Child care is cheaper - great news for 1.2 million families - and we've expanded paid parental leave to support greater economic opportunity for women.
Health care is getting cheaper with more doctors bulk-billing and the costs of medicines halved for millions of Australians.
We've also increased the minimum wage and JobSeeker, and expanded the Single Parent Payment.
Energy rebates are bringing relief to many households, thanks to the Energy Price Relief Plan. Retail electricity prices are around 25 percentage points less than was expected before our government's intervention. In many jurisdictions, rises will be completely offset with direct bill rebates for eligible consumers.
Housing is a pain point for many Australians - renters, mortgagees, the homeless.
That's why the Government has put in place short, medium and long-term plans to tackle the challenges we're facing.
That includes working with States and Territories to help them meet the ambitious new national target to build 1.2 million well-located new homes over five years. I acknowledge here WA's Keystart program which has been great for West Australians trying to enter the home ownership market.

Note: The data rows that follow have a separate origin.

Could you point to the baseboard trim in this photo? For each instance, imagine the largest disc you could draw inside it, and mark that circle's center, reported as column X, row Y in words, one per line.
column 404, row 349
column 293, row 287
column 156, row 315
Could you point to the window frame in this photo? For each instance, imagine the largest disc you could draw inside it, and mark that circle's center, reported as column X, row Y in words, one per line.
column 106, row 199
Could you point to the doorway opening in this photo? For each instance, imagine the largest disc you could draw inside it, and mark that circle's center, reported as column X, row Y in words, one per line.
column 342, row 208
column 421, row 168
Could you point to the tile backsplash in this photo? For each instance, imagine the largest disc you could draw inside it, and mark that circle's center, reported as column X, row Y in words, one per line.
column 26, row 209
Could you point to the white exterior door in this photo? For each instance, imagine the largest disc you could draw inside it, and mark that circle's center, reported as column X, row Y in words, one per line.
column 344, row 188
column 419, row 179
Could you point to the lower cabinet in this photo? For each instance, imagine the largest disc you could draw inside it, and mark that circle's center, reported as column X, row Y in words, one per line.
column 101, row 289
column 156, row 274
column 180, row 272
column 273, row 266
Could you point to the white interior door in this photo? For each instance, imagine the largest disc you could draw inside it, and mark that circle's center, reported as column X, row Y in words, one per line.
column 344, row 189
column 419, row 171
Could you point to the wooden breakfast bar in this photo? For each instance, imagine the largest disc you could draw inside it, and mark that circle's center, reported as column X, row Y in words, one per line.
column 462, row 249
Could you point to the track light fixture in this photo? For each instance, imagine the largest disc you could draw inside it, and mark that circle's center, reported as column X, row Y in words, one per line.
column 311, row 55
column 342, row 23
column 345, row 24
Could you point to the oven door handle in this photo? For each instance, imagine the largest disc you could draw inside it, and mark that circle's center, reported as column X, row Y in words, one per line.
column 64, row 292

And we haven't forgotten renters. We're co-ordinating progress towards a nationally consistent policy to require reasonable grounds for eviction, and have implemented the largest increase in rent assistance in 30 years.
That's just some of what we're doing to help Australians deal with these difficult economic times.
Our approach is very much focused, much like that of the US, on supporting workers.
Whether it's standing up for casual workers, protecting workers in the gig economy or closing the loophole on wage theft, or fee-free TAFE place, we're here for the people who work hard to keep this economy going.
Ultimately, the economic recovery policies are pushing our nation towards the Australian dream of a fair go for all. Achieving that will be the measure of success.